Regina Coeli Report: April 2019 - The Sacraments

This issue of the Regina Coeli Report is dedicated to the sacraments which our dear priests administer and our dear faithful receive throughout the year.

Dear Friends,

You will be receiving this issue of the SSPX District News at the beginning of the Alleluia season. When Easter comes around, have we not often felt a definite sense of fulfillment and conquest which we have perceived as strongly as the smell of the altar lilies? The little efforts and resolutions we have taken during Lent appear now as a victory over “the world, the flesh, and the devil.” As we are less submerged by the futility and vanity of the frenzied world around us, we have the sense of being in orbit, free from gravity, more ethereal, and spiritual. This sentiment can be elating and could easily lead us into trouble if it was not checked by our daily down to earth duties and communications.

This issue of the Regina Coeli Report is dedicated to the sacraments which our dear priests administer and our dear faithful receive throughout the year. With the Church’s twin commandment of yearly confession and communion, we wish to stress how important it is to prepare ourselves for their worthy reception. More than moving our feet, more than going through the usual rite of confession and holy communion, Christ’s Church entreats us with maternal love to move our souls, to change our hearts. Am I the same today as I was a few months ago? Have I really conquered my evil passions and my shortcomings? Can I truly say with St. Paul that, on the whole: “It is not I, it is Christ who lives in me.”

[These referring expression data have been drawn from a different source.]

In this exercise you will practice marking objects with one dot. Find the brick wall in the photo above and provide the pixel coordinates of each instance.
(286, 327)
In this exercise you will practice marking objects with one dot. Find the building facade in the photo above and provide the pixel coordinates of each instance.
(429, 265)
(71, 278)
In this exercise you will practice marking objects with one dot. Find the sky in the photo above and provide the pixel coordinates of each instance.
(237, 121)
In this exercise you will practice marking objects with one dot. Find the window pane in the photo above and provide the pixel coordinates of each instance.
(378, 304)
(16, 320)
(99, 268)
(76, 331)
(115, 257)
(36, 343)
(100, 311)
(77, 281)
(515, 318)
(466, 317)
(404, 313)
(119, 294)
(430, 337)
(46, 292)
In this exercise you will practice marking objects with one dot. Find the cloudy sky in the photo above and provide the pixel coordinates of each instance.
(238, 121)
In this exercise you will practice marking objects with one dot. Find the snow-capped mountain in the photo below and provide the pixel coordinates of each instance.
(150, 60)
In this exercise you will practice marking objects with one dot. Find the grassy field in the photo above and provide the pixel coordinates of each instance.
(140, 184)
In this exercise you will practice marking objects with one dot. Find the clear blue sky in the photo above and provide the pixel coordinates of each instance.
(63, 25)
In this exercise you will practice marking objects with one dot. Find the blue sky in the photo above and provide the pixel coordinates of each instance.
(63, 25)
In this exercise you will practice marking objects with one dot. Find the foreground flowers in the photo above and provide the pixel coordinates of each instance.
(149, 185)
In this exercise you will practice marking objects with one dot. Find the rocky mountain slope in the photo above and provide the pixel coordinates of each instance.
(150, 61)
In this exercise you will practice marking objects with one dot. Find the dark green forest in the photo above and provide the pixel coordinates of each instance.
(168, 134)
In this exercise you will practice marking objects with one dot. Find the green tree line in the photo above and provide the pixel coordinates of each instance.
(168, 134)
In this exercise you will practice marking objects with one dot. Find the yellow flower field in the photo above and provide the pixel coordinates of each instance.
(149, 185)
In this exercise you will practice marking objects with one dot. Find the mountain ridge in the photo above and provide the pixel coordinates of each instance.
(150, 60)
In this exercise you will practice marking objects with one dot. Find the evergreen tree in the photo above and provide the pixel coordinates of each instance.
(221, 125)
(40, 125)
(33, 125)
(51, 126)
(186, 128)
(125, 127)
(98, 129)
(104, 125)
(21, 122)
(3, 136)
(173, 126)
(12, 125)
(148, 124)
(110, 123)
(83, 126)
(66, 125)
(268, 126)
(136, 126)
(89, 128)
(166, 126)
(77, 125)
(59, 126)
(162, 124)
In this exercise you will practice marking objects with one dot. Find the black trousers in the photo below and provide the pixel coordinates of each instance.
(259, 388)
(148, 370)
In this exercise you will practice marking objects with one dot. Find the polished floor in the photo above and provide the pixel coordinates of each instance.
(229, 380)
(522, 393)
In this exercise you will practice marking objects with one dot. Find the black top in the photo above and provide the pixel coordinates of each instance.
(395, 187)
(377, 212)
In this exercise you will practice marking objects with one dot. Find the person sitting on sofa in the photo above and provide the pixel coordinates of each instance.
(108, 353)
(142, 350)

The work of grace is invisible in the soul, but somehow, God’s elect do shine forth their resignation under trials, their peace of soul in God’s hands, their inner joy in all walks of life around them. I hope that you can discern such sentiments in the faces of the good Christians of the parish and in their varied activities. You will find as usual in these pages more photos of parish activities run by our dear flock, knowing that, in the end, it is God’s glory which is intended in all these liturgical, para-liturgical and more mundane activities. Will our life hereafter not echo the song of the Angels? “Holy, Holy, Holy is the Lord of Hosts!” May we eternally utter to Him this glorious Alleluia!